More on order

In the last post, I listed the chance that the player going first wins in a game with 2 players. What happens, however, when the number of players in the game blows up, say to a million? The probability comes out to be close to 0.0015, which is just about equal to the probability of one player finishing the game in exactly 7 moves. This actually makes sense since if the player going first in a game with a very large number of players doesn't win in the shortest number of moves possible, chances are that someone else will. Thus, the chance that the first player wins is very close to the probability that he or she finishes in the shortest number of moves possible.

Let's switch gears for a moment and now consider the unlucky fellow who has to go last in the game. How does this change the math? This player, in order to win, cannot tie with anyone else, so all other players must finish in more than y moves. The probability of the player in last winning in y moves thus translates mathematically to:

Py * (1 - (P7 + P8 + P8 + ... + P(y-1) + Py)^(p-1)

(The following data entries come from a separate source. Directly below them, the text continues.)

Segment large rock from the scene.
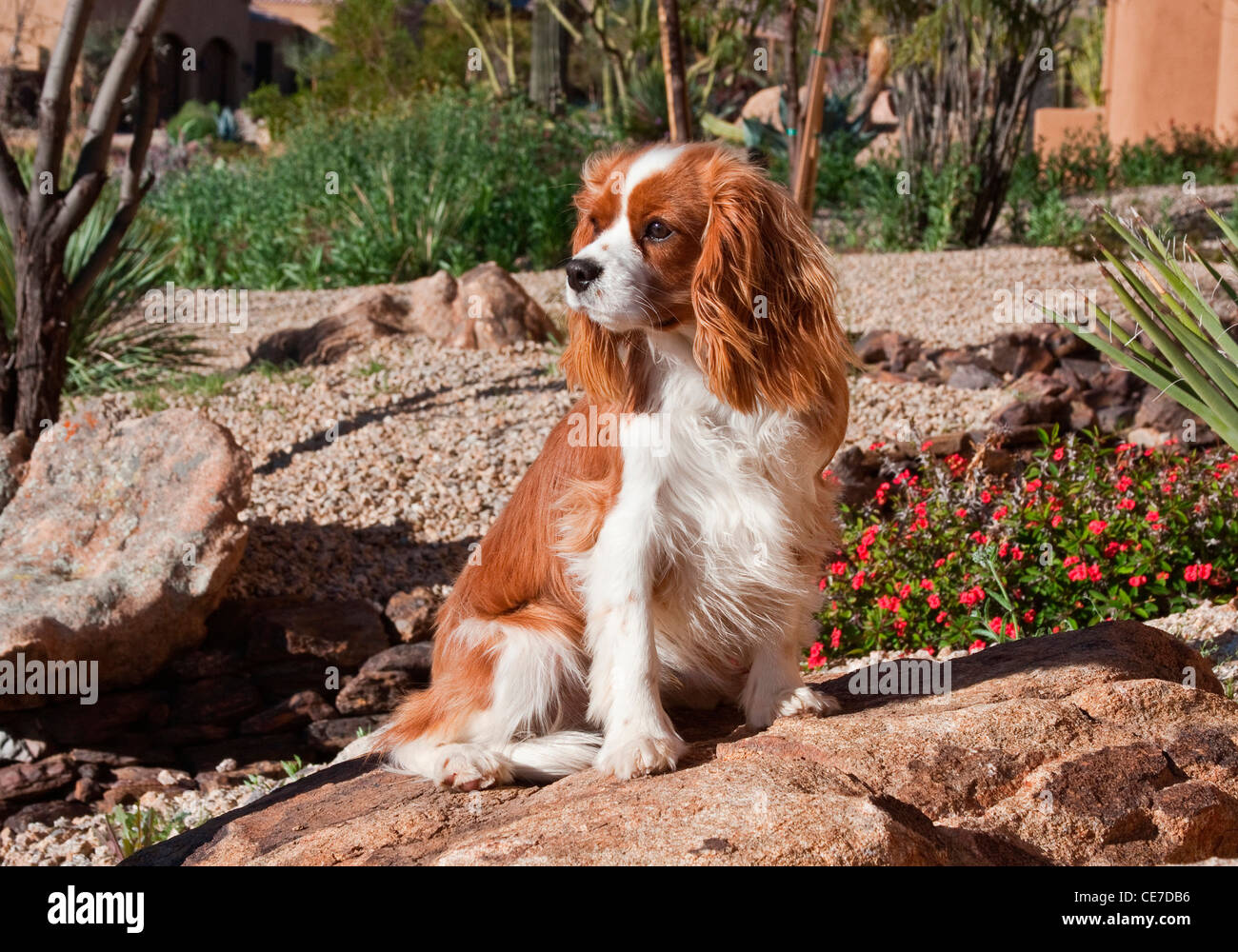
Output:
[250,261,554,364]
[0,409,251,713]
[128,623,1238,865]
[445,261,554,350]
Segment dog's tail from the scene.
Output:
[350,687,602,783]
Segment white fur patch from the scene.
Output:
[566,146,684,330]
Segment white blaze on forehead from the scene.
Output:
[620,145,684,205]
[581,145,684,248]
[567,146,684,329]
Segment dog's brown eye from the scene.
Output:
[645,218,671,242]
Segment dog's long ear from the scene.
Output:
[560,151,628,404]
[692,153,853,440]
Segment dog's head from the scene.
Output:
[564,144,849,420]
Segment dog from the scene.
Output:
[371,144,854,790]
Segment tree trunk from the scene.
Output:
[783,0,801,182]
[529,3,567,115]
[12,233,70,440]
[657,0,692,143]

Note that the only difference between this and the case with the first player is that this time, there is an additional term, Py, enclosed in the parenthetical expression.

Testing this out for the case when there are two players, we get that the probability of the second player winning is equal to 49.2, which is expected based on the probability we found of the first player winning (50.8). As the number of players gets larger and larger, the probability of the last player winning gets closer and closer to 0. When there are a million players, the probability of the last player winning is smaller than 1.0 * 10^-500. It is more likely that someone wins the Mega Million jackpot fifty times in a row than this happens.

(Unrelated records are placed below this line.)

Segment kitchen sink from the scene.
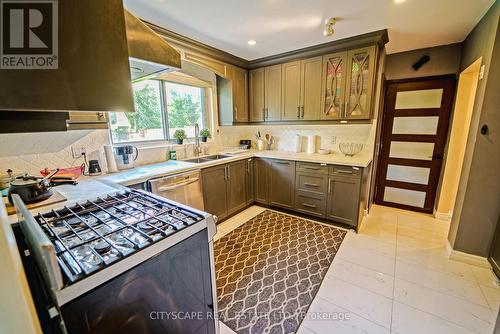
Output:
[183,154,232,164]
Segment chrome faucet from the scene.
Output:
[194,123,202,157]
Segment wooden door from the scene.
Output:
[326,174,361,226]
[245,158,255,205]
[375,77,455,213]
[232,66,248,122]
[269,160,295,209]
[264,64,281,121]
[253,158,269,205]
[320,51,347,119]
[281,61,301,121]
[300,56,323,120]
[343,46,376,119]
[248,68,265,122]
[201,165,228,220]
[226,160,247,215]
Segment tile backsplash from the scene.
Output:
[0,121,376,175]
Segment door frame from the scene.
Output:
[374,74,457,214]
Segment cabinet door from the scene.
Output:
[344,46,375,119]
[281,61,301,121]
[253,158,269,205]
[226,160,247,215]
[269,160,295,209]
[246,158,255,205]
[326,175,360,226]
[232,67,248,122]
[300,57,323,120]
[249,68,265,122]
[320,51,347,119]
[201,165,228,220]
[264,64,281,121]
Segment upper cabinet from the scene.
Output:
[249,65,281,122]
[321,46,376,120]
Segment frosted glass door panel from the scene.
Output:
[389,141,434,160]
[392,116,439,135]
[395,88,443,110]
[384,187,425,208]
[386,165,431,184]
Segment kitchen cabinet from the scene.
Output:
[282,57,323,120]
[201,165,228,221]
[249,65,281,122]
[326,168,361,227]
[248,68,265,122]
[253,158,269,205]
[201,160,247,220]
[269,159,295,209]
[226,160,247,215]
[245,158,255,205]
[320,46,376,120]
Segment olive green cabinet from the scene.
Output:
[249,64,281,122]
[201,165,228,220]
[201,160,247,220]
[320,46,377,120]
[253,158,269,205]
[269,159,295,209]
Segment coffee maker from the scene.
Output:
[113,145,139,170]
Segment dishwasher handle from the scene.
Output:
[157,178,199,192]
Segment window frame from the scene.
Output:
[108,79,210,145]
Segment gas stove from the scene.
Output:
[34,190,204,284]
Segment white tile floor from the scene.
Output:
[216,205,500,334]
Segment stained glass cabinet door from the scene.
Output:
[342,46,376,119]
[321,51,347,119]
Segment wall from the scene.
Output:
[448,2,500,256]
[385,43,461,80]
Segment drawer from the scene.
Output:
[295,172,328,195]
[330,165,361,176]
[295,192,326,217]
[297,162,328,174]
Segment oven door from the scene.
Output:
[149,170,204,211]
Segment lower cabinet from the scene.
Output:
[269,160,295,209]
[326,175,361,226]
[201,160,247,221]
[253,158,269,205]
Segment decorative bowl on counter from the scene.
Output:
[339,143,363,157]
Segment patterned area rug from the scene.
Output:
[215,210,346,334]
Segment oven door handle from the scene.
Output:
[157,178,199,192]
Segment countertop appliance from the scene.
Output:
[13,190,217,333]
[148,170,204,210]
[113,145,139,170]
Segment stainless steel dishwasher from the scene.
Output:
[148,170,204,211]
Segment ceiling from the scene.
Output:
[124,0,495,60]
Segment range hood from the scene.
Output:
[125,9,181,82]
[0,0,181,122]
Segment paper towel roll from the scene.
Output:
[306,135,316,153]
[104,145,118,173]
[294,134,302,153]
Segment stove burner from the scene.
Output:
[94,241,111,255]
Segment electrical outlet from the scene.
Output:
[71,146,87,159]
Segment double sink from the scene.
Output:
[183,154,233,164]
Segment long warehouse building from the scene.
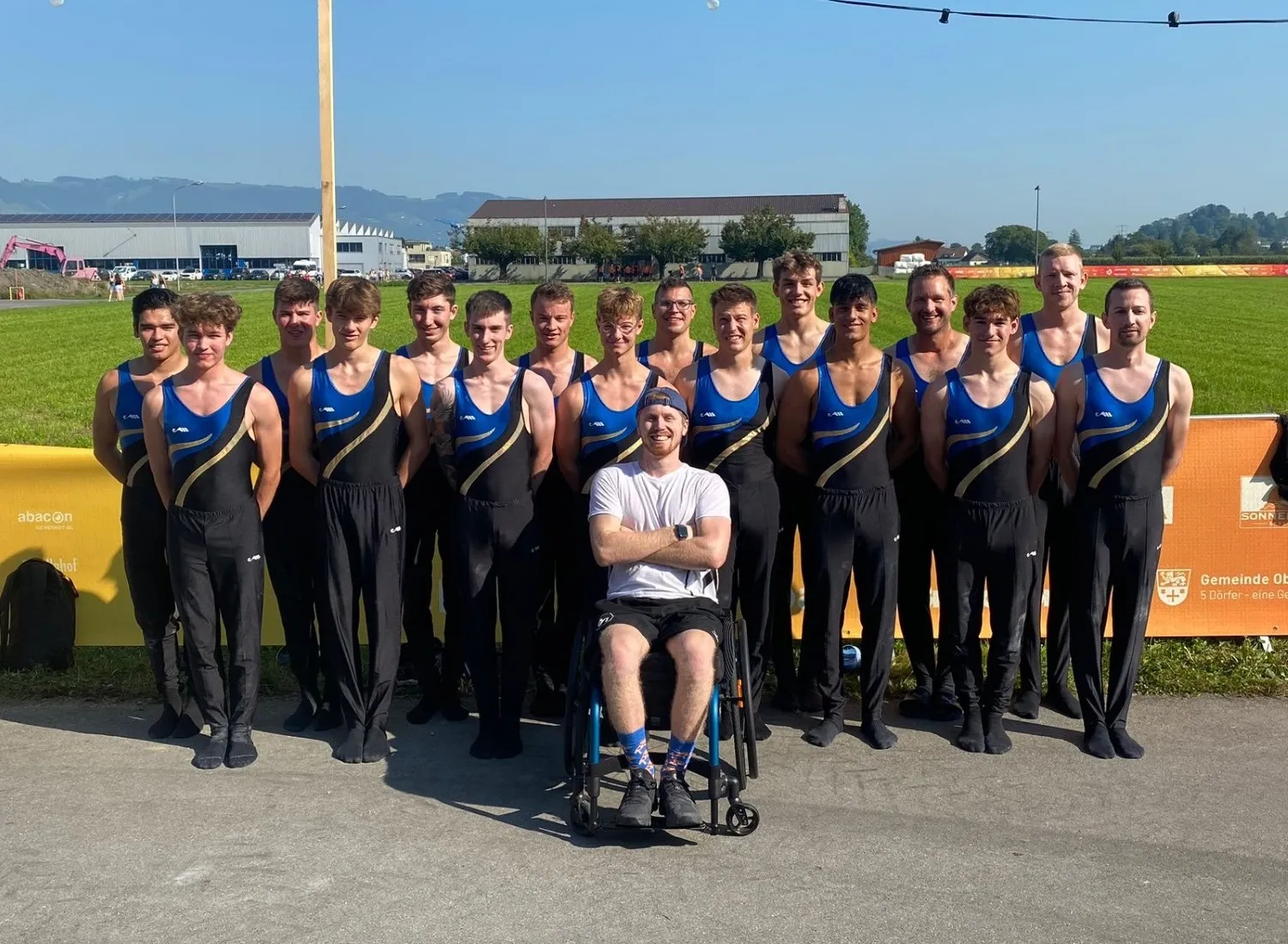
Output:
[469,193,850,281]
[0,212,407,273]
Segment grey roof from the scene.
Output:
[0,212,317,225]
[471,193,849,220]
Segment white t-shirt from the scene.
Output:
[590,462,729,600]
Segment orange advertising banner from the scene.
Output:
[0,416,1288,645]
[793,416,1288,637]
[948,264,1288,279]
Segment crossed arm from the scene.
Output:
[590,515,731,570]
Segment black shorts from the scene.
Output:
[595,596,726,645]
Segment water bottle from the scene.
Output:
[841,645,863,673]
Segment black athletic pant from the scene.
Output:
[1069,490,1163,730]
[167,498,264,730]
[533,465,577,685]
[121,485,179,697]
[317,478,406,729]
[939,498,1040,715]
[264,469,334,701]
[801,485,899,722]
[894,463,958,699]
[453,496,541,733]
[718,479,778,712]
[1020,472,1076,693]
[402,468,465,694]
[769,467,814,691]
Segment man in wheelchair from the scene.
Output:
[590,387,731,830]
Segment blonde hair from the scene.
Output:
[1038,242,1082,269]
[595,286,644,322]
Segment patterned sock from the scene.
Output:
[617,728,657,778]
[662,734,697,777]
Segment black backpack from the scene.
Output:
[0,557,79,671]
[1270,413,1288,501]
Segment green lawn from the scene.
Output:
[0,278,1288,446]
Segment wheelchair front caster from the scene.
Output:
[568,795,599,836]
[726,800,760,836]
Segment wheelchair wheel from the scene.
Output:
[726,800,760,836]
[738,619,760,787]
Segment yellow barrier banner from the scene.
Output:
[793,416,1288,637]
[0,416,1288,645]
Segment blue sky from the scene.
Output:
[0,0,1288,242]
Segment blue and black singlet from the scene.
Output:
[112,361,152,488]
[1020,314,1097,390]
[515,350,586,404]
[808,354,894,490]
[945,367,1033,503]
[635,338,711,369]
[453,367,532,503]
[760,325,836,377]
[309,351,402,483]
[894,338,970,410]
[577,371,659,493]
[161,377,255,511]
[688,358,787,485]
[1078,356,1171,498]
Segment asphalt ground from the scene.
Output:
[0,698,1288,944]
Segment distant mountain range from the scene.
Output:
[0,176,499,245]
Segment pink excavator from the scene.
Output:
[0,235,98,278]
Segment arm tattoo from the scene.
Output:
[430,385,456,490]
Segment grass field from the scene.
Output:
[0,278,1288,446]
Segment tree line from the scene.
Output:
[459,202,868,279]
[973,204,1288,264]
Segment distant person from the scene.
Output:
[143,292,283,770]
[1055,278,1194,760]
[93,283,201,738]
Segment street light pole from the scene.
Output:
[170,180,206,291]
[1033,184,1042,271]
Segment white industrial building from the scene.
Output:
[0,212,407,273]
[469,193,850,282]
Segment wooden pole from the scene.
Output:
[319,0,337,344]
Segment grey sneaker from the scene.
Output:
[617,770,657,830]
[659,777,702,830]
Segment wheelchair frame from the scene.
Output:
[564,618,760,836]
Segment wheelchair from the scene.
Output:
[563,616,760,836]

Now that we have these two extreme cases down (first and last), let's try to be a bit more general: what is the probability of a player in order k in game with p players winning? We know that there are (p - k) players who this player trumps and ( k - 1) players who trump this player. Thus, this player can finish in the same number of moves as (p - k) players, but he or she must finish in a fewer number of moves than (k - 1) of the players. Thus, the probability of the player with order k winning is equal to:

        Py * (1 - (P7 + P8 + P8 + ... + P(y-1) + Py)^(k-1) * (1 - (P7 + P8 + P8 + ... + P(y-1))^(p-k)

Note that when k = 1 (player goes first) or k = p (player goes last), this turns into one of the two expressions discussed before.

In a game with four players, the probabilities of winning, in order from the player going first to the player going last, are as follows:

0.26007883
0.25322465
0.24657453
        0.24012197

        These add up almost exactly to 1, so our math is probably good.